Like many of Nolan's other films, the overall palette tends to feel somewhat limited due to the stylized cinematography, washing the screen in a warmer yellow-amber tone that's made all the more noticeable here, especially during many low-lit interior shots. Nevertheless, the film benefits greatly from a wider color gamut, energizing some of the lovely pinks and magentas lining the clouds in a couple shots or providing flesh tones with a more realistic reddish hue. That last part isn't always consistent, as faces can suddenly seem paler from shot to shot, but complexions appear more lifelike and natural overall. Interestingly, blues are observably brighter and illuminating, making the electrical currents flying in the air really sparkle with brilliance, and reds are of a slightly deeper shade, but greens show little improvement though remain accurately rendered. But in the end, awash in a welcomed thin layer of grain, Nolan's mystery thriller gains a new lease on life in this 4K presentation.
A pair of competing magicians pulls the rug from under their audience with a lovely assistant named 5.1 DTS-HD Master Audio (48 kHz/24-bit) at their side. And comparatively speaking, the new track does not reveal any discernable difference from its uncompressed PCM soundtrack (48 kHz/24-bit) enjoyed on the Blu-ray, which is not a bad thing since I personally love the sound design and still find it an exceptional complement to the visuals. With cleanly distinct and precise vocals in the center, the soundstage exhibits outstanding clarity and balance across all three channels with marvelous separation and definition during the loudest, most electrifying moments. Speaking of which, the stage performances fill the room with the cheers and applause of the audience, but things truly come alive every time Tesla's machine is fired up with effects that splendidly lend themselves to the receivers' Dolby Surround or DTS: Neural:X up-mixing functionality, effortlessly spreading many atmospherics into the overheads. Added to that is an awesomely robust and highly responsive low-end that provides a nice rumble and oomph to those electrifying magic tricks.

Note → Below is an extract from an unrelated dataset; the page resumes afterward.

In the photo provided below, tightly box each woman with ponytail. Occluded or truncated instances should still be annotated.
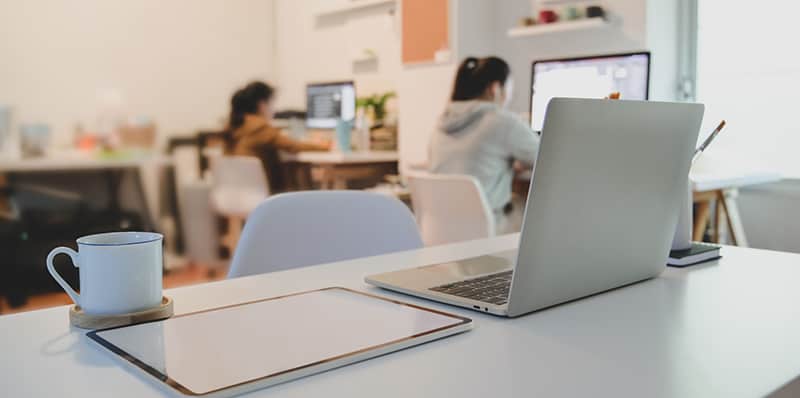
[429,57,539,233]
[227,82,331,192]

For a more in-depth take on the audio quality, you can read our review of the standard Blu-ray HERE.
All the same supplements are ported over from previous home video releases, which can be read in more detail in our review of the standard Blu-ray HERE.
On the surface of it, Christopher Nolan's The Prestige is the tale of rivaling stage magicians played by Hugh Jackman and Christian Bale in late 19th Century Victorian London, feeling as though tracing a pivotal era in the history of modern illusionists leading to Harry Houdini. At the same time, the mystery drama is a deceptively clever and wildly innovative love-letter to the magic of cinema where Nolan essentially suggests the effectiveness of a film and good storytelling is akin to the success of a good magic trick.
A pair of competing magicians amaze on Ultra HD with a great-looking and often lovely 4K video presentation even though it's not quite the showstopper as other Nolan UHD releases. The audio has been reimagined as a DTS-HD soundtrack, but it doesn't show any discernable difference to the PCM track on Blu-ray. With the same set of supplements ported over, the overall package is recommended for fans of the film, the director or simply hunger for more 4K HDR goodness.